William Augustus Darling -- from the collection of the New York Public Library

Three years later, on Saturday January 13, 1883, Remsen Darling married Julia Augusta Walton of Brooklyn.  The Brooklyn Daily Eagle was impressed that “a pleasant feature was the unusual clearness with which the bride and groom uttered their responses.”

By the time of Darling’s death in 1895 he had moved to No. 80 East 72nd Street.  The row of homes along East 60th Street was still filled with well-to-do families and No. 35 East 60th Street became the home of retired merchant and real estate operator Henry Korn.  The aggressive developer erected speculative store and loft buildings, many of them replacing the old brownstone homes of lower Fifth Avenue and Broadway.

Despite its lamentable condition, No. 35 still hints at its former status.
Korn and his wife, Fannie, had five children and the house would be the scene of the marriage of one of them, daughter Grace, on December 30, 1902.  After their honeymoon Grace and her husband, Felix Hessberg lived in Boston.  When Grace’s brother Raphael was married at Delmonico’s five years later, The New York Times noted that “there were about 300 guests.”

On October 21, 1912 Henry Korn, called by The Real Estate Record & Builders’ Guide “a large owner of real estate,” died in the East 60th Street house.  He left an estate of just under $400,000; equal to approximately $8 million today.

The following year Dr. Henry Herman and his wife Eleanor moved into the house.  Dr. Herman was a member of the Jewish Protectory and Aid Society and Eleanor, interestingly enough, was a breeder of Pomeranian puppies.  The Hermans were followed by Dr. William Cowen in the house.  He was an ophthalmologist and member of the American College of Surgeons. 
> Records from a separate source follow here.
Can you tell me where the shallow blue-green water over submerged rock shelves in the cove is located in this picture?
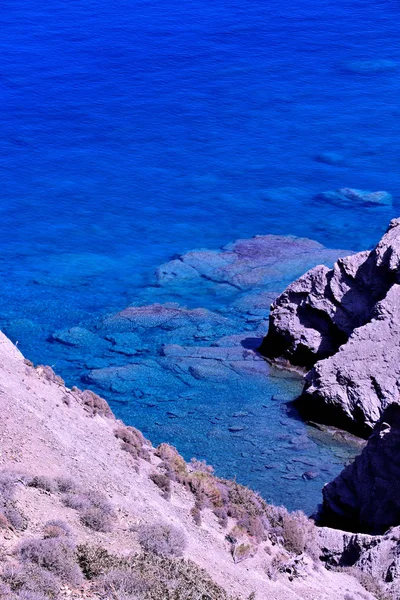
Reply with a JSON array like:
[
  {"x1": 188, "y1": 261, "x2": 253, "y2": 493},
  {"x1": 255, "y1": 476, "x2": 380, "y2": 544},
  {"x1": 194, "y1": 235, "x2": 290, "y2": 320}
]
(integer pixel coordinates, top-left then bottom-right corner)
[{"x1": 0, "y1": 235, "x2": 359, "y2": 513}]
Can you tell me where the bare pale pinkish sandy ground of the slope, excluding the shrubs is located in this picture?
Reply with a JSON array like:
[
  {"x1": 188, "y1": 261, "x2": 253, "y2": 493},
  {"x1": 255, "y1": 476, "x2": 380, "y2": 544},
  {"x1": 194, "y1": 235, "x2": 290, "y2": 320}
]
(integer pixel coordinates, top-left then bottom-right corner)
[{"x1": 0, "y1": 333, "x2": 370, "y2": 600}]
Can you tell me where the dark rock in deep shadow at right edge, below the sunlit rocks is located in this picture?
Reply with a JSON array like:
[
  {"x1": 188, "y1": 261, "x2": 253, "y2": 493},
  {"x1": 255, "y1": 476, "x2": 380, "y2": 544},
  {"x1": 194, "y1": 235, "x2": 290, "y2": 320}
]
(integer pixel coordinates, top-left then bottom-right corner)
[{"x1": 321, "y1": 404, "x2": 400, "y2": 534}]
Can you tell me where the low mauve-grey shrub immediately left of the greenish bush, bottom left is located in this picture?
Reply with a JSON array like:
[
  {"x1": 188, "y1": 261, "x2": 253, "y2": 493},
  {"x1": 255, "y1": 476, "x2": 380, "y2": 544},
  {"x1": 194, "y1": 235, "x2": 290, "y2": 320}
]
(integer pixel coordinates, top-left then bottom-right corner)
[{"x1": 16, "y1": 537, "x2": 82, "y2": 585}]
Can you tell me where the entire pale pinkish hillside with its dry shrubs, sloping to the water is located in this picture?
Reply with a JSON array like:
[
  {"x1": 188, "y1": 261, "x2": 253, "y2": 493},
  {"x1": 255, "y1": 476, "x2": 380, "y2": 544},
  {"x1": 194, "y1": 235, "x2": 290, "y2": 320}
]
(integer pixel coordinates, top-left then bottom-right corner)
[{"x1": 0, "y1": 333, "x2": 372, "y2": 600}]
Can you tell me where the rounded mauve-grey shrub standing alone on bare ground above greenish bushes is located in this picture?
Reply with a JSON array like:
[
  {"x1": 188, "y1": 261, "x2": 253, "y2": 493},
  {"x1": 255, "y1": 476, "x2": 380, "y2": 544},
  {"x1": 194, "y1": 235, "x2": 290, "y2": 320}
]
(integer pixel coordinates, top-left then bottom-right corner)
[{"x1": 139, "y1": 523, "x2": 187, "y2": 556}]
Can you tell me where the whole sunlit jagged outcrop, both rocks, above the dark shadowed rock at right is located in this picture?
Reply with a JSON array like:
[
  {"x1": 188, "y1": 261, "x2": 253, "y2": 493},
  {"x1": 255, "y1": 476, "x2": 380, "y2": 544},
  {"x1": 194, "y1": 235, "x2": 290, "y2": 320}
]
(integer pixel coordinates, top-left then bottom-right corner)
[{"x1": 261, "y1": 219, "x2": 400, "y2": 436}]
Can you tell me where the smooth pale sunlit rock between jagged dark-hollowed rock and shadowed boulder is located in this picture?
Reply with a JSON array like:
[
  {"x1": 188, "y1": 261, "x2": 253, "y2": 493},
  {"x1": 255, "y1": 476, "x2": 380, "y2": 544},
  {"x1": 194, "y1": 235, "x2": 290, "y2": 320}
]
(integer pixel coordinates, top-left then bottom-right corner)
[{"x1": 301, "y1": 284, "x2": 400, "y2": 436}]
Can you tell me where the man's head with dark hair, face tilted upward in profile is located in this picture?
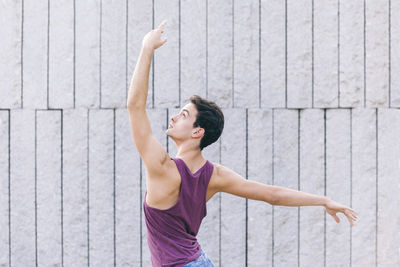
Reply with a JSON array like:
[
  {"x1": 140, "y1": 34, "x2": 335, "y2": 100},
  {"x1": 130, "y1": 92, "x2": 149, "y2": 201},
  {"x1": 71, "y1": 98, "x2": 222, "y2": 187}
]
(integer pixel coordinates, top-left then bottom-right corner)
[{"x1": 166, "y1": 95, "x2": 224, "y2": 150}]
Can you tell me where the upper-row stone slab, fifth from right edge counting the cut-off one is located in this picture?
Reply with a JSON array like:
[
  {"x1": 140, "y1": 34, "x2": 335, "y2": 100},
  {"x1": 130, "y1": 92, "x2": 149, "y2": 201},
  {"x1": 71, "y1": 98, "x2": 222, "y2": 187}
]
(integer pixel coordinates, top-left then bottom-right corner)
[{"x1": 288, "y1": 0, "x2": 312, "y2": 107}]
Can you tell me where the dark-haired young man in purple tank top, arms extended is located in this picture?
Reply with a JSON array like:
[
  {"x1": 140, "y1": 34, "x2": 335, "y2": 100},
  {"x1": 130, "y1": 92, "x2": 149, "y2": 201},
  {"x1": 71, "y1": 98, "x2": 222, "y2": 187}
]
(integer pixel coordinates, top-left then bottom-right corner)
[{"x1": 127, "y1": 21, "x2": 357, "y2": 266}]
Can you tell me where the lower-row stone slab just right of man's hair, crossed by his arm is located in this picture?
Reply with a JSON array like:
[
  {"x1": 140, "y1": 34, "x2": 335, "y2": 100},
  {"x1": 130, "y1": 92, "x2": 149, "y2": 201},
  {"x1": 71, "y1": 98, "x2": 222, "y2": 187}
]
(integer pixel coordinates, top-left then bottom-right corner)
[{"x1": 220, "y1": 108, "x2": 246, "y2": 267}]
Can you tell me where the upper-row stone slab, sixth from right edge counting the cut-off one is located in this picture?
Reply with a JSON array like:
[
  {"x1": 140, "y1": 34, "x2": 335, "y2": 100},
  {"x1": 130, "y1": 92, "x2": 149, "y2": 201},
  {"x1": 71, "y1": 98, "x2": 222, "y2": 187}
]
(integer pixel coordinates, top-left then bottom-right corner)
[{"x1": 260, "y1": 0, "x2": 286, "y2": 107}]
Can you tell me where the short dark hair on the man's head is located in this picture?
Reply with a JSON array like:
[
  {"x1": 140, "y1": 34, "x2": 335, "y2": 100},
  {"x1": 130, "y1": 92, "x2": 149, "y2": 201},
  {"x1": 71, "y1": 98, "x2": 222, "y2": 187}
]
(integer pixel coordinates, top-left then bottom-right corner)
[{"x1": 189, "y1": 95, "x2": 224, "y2": 150}]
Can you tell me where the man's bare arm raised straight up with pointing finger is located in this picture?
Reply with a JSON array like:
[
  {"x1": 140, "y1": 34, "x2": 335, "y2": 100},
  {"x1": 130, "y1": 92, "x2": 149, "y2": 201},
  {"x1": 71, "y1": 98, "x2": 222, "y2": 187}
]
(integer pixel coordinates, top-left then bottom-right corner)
[{"x1": 126, "y1": 21, "x2": 168, "y2": 176}]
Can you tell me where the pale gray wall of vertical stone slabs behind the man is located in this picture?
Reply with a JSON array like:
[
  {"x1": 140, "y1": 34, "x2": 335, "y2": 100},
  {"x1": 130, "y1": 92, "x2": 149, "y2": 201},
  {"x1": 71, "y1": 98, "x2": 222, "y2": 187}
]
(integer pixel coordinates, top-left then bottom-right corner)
[{"x1": 0, "y1": 0, "x2": 400, "y2": 266}]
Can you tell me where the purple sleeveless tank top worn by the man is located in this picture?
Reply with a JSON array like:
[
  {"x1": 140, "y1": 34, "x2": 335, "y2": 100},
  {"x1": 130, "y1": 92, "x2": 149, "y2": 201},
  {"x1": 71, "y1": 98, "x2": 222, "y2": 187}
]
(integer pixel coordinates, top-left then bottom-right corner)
[{"x1": 143, "y1": 158, "x2": 214, "y2": 267}]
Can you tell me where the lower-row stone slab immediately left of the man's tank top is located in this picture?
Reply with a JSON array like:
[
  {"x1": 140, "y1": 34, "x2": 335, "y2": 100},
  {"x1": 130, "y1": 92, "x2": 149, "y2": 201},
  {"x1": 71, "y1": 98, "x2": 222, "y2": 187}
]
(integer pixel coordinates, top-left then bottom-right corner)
[{"x1": 115, "y1": 109, "x2": 143, "y2": 266}]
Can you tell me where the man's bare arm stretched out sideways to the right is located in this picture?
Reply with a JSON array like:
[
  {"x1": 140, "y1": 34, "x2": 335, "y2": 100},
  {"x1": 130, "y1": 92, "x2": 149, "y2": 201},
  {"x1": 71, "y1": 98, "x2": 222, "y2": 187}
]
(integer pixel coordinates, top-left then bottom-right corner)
[{"x1": 215, "y1": 164, "x2": 357, "y2": 226}]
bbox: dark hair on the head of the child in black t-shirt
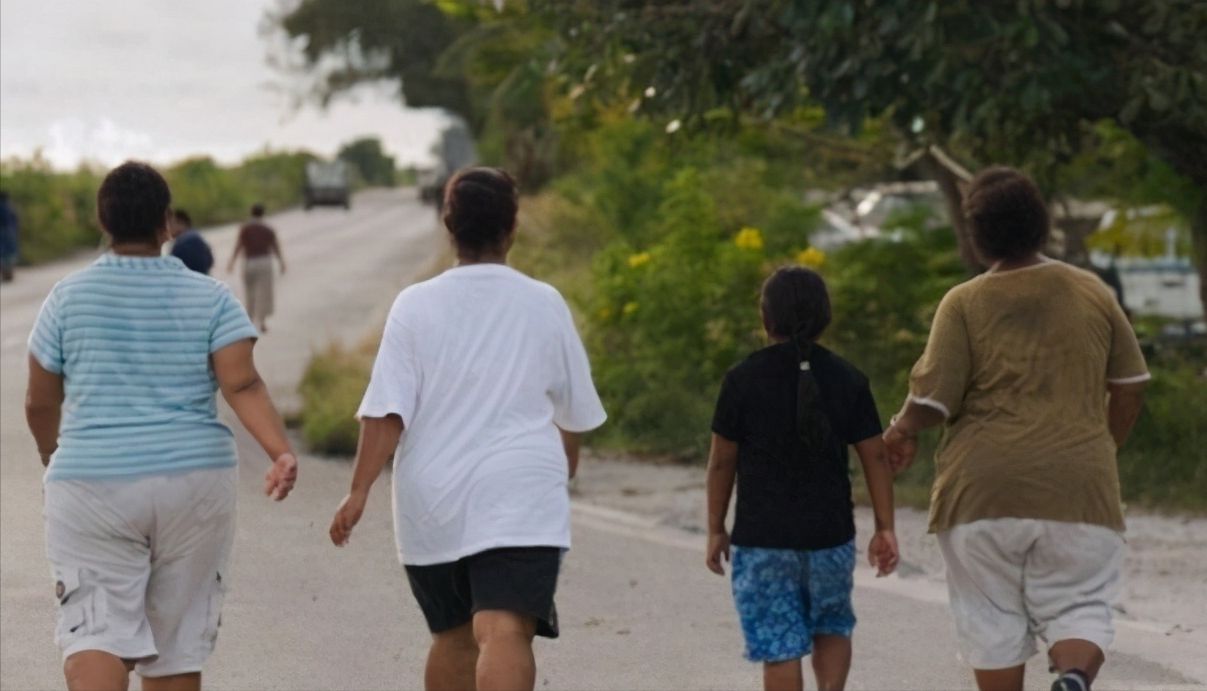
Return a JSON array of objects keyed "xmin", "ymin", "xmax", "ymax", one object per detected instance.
[{"xmin": 762, "ymin": 266, "xmax": 832, "ymax": 343}]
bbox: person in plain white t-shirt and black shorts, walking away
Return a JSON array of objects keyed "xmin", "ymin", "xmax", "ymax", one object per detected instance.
[{"xmin": 331, "ymin": 168, "xmax": 606, "ymax": 691}]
In the 1920s, when the sidewalks of East 60th Street were widened, the stoop to No. 35 was turned to the side.  By now many of the old homes along the row were being converted to business but, other than the doctor’s office in the basement level, No. 35 survived relatively unchanged.  Dr. Cowen remained in the house until the early 1930s.  In 1936 it was converted to what the Department of Buildings described as “furnished rooms.”

Throughout the rest of the 20th century what remained of the original row became nearly unrecognizable as former homes.  Yet amazingly No. 35—while suffering humiliating abuse—retained its residential appearance.  Today the portico, standing on paneled blocks, survives, as does the arched entrance and late Victorian double doors.  The carved brownstone frames of the windows along with their miniature brackets survive; although the pediments of the parlor floor and the lintels above have been lost.  A close look at the second floor windows reveals that even the interior shutters are still in place.

A set of 19th century interior shutters hauntingly recall long-past residents.

The architecture of the old Victorian is not remarkable, and its once-proud façade has suffered much abuse.  Yet its nearly-intact survival on the busy street makes the Darling house exceptional.